Recommendations
  1. Encourage discussion of all relevant BR options with clinically eligible and interested patients prior to mastectomy as a minimum standard of care and routine practice (as per the 2016 Cancer Australia statement Influencing best practice in breast cancer).
  2. Appoint breast and plastic surgeons who are skilled in BR to new positions in public cancer services organisations, as members of their credentialled multidisciplinary team.
  3. Promote and disseminate widely BR information for GPs from existing resources to inform their referral practices.
  4. Promote and disseminate widely, prior to mastectomy, a generic package of BR information for patients based on information available from existing resources.
  5. Use a simple and comprehensive online or paper-based BR discussion prompt list, to aid discussion between patients and surgeons or patients and BCNs/specialist BR nurses.

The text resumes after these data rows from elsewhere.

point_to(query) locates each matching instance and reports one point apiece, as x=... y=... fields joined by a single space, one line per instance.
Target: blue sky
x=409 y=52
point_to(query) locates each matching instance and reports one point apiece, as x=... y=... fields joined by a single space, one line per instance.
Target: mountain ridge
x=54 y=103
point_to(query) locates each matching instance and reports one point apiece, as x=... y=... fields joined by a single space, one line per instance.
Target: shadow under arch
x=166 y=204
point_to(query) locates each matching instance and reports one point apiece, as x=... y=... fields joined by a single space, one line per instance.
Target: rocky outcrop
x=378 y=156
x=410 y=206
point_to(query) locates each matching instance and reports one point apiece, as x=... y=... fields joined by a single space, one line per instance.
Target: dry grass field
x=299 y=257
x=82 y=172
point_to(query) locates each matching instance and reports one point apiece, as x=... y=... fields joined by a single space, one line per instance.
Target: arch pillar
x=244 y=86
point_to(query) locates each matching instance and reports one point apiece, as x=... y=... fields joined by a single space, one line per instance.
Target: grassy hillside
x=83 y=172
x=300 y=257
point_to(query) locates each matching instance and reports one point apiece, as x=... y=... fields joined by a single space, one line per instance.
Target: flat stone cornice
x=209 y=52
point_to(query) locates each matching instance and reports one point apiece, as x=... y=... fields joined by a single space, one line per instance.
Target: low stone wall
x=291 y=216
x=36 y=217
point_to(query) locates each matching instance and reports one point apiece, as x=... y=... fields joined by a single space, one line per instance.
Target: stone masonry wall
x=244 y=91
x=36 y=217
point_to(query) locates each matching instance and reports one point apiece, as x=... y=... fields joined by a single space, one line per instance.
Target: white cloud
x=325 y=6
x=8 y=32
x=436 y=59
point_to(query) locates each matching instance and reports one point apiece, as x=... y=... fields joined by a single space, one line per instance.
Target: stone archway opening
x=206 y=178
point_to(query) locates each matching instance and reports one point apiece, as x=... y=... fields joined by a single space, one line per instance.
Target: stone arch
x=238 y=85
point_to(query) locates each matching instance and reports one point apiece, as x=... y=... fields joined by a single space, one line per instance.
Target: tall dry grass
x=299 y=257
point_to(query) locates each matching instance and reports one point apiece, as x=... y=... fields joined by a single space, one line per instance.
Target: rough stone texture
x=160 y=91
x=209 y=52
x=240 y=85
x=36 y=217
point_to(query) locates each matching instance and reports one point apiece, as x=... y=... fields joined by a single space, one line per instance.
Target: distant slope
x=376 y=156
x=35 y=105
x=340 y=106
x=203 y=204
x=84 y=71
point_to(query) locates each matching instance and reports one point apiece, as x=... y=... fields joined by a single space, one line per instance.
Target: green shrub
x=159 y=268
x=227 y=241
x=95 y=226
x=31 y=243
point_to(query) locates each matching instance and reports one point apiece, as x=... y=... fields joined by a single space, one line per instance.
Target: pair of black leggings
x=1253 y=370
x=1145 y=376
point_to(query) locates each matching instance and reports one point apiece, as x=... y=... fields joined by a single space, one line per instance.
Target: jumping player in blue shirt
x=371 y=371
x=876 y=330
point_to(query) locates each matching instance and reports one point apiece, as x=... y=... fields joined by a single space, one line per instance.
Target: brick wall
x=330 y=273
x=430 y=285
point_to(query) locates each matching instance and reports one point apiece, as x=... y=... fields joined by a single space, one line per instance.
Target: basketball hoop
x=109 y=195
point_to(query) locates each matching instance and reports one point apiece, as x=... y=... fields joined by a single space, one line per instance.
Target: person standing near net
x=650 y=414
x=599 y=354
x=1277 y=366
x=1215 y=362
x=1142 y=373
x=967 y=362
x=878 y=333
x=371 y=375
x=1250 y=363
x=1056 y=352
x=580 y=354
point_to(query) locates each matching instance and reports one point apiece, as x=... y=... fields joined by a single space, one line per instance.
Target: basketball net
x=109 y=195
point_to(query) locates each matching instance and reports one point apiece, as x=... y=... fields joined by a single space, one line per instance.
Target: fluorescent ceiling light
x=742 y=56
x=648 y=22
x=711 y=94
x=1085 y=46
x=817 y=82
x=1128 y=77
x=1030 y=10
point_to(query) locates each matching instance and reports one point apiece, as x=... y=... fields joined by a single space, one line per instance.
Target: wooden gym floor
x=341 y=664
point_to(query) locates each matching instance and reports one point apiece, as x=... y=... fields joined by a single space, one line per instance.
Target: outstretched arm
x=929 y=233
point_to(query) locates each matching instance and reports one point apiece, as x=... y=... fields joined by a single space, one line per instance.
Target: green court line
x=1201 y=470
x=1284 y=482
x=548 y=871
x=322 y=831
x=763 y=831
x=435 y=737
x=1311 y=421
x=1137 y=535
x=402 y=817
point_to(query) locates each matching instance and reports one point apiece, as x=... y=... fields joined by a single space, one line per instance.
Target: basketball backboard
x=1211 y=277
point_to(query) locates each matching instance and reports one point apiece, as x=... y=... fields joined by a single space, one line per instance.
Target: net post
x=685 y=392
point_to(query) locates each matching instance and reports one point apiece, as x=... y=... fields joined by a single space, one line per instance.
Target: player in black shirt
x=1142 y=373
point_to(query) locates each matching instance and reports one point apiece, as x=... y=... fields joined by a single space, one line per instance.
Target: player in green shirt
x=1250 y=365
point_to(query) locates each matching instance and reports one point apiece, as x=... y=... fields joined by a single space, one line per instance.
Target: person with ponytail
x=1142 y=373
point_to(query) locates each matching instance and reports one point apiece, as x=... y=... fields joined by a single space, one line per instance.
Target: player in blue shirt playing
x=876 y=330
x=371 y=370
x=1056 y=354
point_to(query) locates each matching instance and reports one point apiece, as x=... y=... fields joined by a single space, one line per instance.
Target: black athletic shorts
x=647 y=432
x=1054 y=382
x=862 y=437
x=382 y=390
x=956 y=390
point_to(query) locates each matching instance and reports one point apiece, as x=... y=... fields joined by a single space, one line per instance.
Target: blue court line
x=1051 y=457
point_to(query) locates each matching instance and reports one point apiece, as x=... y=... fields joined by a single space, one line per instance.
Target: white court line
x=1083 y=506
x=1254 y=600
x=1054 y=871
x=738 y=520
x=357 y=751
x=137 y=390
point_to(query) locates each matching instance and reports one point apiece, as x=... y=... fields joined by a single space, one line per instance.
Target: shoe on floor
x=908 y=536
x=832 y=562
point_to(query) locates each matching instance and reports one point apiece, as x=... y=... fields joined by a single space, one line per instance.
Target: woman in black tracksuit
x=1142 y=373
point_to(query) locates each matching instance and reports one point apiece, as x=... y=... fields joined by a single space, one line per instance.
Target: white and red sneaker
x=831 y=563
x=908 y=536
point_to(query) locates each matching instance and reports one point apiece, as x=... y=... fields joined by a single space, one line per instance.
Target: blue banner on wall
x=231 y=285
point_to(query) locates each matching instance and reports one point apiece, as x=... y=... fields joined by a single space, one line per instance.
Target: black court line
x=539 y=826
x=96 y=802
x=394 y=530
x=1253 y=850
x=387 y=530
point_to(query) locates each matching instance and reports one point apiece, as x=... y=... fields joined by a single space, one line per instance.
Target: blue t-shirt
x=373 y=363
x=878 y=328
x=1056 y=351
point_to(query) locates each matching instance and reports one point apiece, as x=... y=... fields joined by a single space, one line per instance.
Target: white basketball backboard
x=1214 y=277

  6. Recommend health professionals follow a BR referral pathway to ensure patients have access to informed discussion and referral to a specialist BR surgeon in line with patient preferences.
  7. Include BR discussion and referral as a performance indicator for membership of Breast Surgeons of Australia and New Zealand.†
  8. Develop a register of hospitals of where BR is available and what types (with some measure of quality assessment) by government department/surgical representative societies.
  9. Consider preoperative MDT discussion of potential immediate BR patients to aid BR decision-making with plastic/oncoplastic surgeons attending.
  10. Introduce a formal ‘mentor system’ between hospitals to provide inexperienced surgeons with advice on patient selection for specific BR procedures, access to MDT discussion and the establishment of regular referral patterns (supported by telemedicine).